Presently, the Internet is under scrupulous observation for indecent material by the not
only the government, but the nation's communities as well. For myself this theme is a
complex one, and a tad ironic. Agreed, there are many X-rated sites on the Internet
which can be easy accessible by children, but wouldn't government control on a system
based on information be an infringement of the First Amendment? Seems we have placed
ourselves between a rock and a hard place. My explanation, part argument and solution,
narrows down to the virtue of the user. The morality and values of the individual at the
keyboard should ultimately decide the viewing control of one. For whose
right is it to control what you want to view on the Internet? Is it mine? Yours?

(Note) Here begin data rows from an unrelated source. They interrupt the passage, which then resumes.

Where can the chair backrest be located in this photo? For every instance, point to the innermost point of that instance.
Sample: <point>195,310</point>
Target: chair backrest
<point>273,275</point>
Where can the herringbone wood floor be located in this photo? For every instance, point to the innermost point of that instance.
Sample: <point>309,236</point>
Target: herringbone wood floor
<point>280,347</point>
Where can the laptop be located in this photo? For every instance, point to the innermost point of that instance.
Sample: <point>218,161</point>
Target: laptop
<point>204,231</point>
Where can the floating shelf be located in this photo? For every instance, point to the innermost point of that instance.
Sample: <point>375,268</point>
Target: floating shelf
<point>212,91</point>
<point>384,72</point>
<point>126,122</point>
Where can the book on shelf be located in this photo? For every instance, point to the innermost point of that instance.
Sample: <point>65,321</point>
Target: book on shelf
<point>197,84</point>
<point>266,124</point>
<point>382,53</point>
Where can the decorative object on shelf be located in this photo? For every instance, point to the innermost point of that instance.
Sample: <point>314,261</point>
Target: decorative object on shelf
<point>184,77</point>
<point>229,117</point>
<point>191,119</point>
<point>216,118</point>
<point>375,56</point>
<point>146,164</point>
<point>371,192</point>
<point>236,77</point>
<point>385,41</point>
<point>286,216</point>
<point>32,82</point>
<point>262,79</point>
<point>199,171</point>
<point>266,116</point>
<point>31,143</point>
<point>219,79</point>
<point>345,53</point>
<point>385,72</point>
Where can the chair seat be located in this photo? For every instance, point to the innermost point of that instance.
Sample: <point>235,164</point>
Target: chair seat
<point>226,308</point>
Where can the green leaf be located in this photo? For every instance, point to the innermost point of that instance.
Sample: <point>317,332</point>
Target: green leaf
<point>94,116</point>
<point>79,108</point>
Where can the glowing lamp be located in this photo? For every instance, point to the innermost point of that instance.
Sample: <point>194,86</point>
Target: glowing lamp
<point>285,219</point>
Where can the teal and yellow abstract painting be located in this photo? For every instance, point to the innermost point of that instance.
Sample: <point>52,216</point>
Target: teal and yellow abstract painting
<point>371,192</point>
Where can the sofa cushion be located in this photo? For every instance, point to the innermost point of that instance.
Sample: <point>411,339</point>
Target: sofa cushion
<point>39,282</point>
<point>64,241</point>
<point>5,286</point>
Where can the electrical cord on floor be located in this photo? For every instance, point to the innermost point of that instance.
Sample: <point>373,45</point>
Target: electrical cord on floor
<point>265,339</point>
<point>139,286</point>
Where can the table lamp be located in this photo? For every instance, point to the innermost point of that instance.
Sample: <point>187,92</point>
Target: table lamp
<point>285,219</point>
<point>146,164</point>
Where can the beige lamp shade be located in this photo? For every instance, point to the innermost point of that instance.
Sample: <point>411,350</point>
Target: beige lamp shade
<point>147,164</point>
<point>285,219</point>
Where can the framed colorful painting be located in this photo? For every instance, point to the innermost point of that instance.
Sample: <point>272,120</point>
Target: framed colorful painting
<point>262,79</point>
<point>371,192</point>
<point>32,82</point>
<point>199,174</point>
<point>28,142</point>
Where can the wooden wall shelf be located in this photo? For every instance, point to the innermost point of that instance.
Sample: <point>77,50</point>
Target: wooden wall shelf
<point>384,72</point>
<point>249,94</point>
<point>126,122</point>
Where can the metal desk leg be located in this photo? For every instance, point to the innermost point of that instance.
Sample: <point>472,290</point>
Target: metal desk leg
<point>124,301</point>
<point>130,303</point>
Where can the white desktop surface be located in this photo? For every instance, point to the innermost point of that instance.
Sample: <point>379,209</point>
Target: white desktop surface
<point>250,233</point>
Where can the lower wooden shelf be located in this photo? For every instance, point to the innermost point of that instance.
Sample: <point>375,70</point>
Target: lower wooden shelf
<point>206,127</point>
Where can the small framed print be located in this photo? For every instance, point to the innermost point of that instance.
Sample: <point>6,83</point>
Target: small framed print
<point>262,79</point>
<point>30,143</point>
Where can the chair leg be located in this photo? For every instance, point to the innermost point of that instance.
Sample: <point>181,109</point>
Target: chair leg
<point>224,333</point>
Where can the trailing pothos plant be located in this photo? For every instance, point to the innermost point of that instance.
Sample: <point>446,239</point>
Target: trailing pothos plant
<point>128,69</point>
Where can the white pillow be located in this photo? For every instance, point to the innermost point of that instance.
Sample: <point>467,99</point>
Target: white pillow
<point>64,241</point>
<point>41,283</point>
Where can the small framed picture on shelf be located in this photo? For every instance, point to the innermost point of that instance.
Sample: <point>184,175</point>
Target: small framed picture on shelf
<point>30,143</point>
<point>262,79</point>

Someone else? Or Uncle Sam's? Even today I was placed on the hot seat when I entered an
argument with someone passionately fighting for the Decency Act (the act that government
will have the right to abolish what they feel is indecent on the web). First we disputed
what the true definition of indecency and decency was, and how the government and CDA
officials may hold a different meaning to what is decent and what is not. Surely, the
ideas of what is decent have its comparable differences to a 16-year-old teenager. "The
Internet may have some good aspects, but as a whole it is terrible. It is the number one
method that child molesters find their victims, and one of the number one causes in the
kidnapping of children exposed on the web." I shot back with, "How do you know that this
is true, do you have facts? Do you surf the 'Net daily looking for child molesting
sites, and if so, how decent is that? Do have any proof, if so where? If you got it off
the 'Net, how decent is it, and if you said the majority of the Internet is bad, how do I
know your data is reliable?" From her, all I got was silence. The next thing you know
I'm talking to an empty phone, as the phone hits the receiver with disgust and anger. It
will become an interesting battle, and an issue that will be long talked about in the
future.
Ironically those fighting for the Decency Act, have failed to see the obvious. With all
the fighting circulated on pictures (such as pornography), 'Net frauds, and sites which
aim to scam we have neglected to change language and its diversity found online. We have
heard the expression "An image can be a thousand words," but can that apply to those
placed on the Internet, especially those unacceptable. Why are we only fighting the
images, should we not also fight for our language, too? If we want to stop the spread of
variance, and stop the acronyms and smileys, shouldn't we fight for a language decency
act first? Why have we become so blind? The injustices do not just lie in the images,
but in the text as well. In order to stop change, the Internet must be reviewed as a
whole, not just by pieces. Not implying that English professors should swamp Congress in
order to change the written laws of the Internet. If we want to stop the torment
that language receives by technology, we should first make the text decent enough to
understand. Then we could make decent sense in communicating to each other what is
appropriate in online images. Only then will language progress with technology. As a
joint effort, not a cat and mouse game.
Technology will always continue to push communication to the edge. For some, the edge is
where they have to be. We find ourselves bending to the rules of communication in order
to stay in constant check with friends, loved ones, and to check current news. For us to
keep ahead of time itself, we have to play by the rules of technology, despite age,
location, or ethnic background. But how can we eliminate the problems of technology in
communication? The only answer is to wait, and let the patience of time go to work.
Eventually we may lose this dialect as years go by, as younger generations continue to
introduce new terms.
If history repeats itself, variations in our languages may create new dialects that will
replace our current ones, for the better, or worse.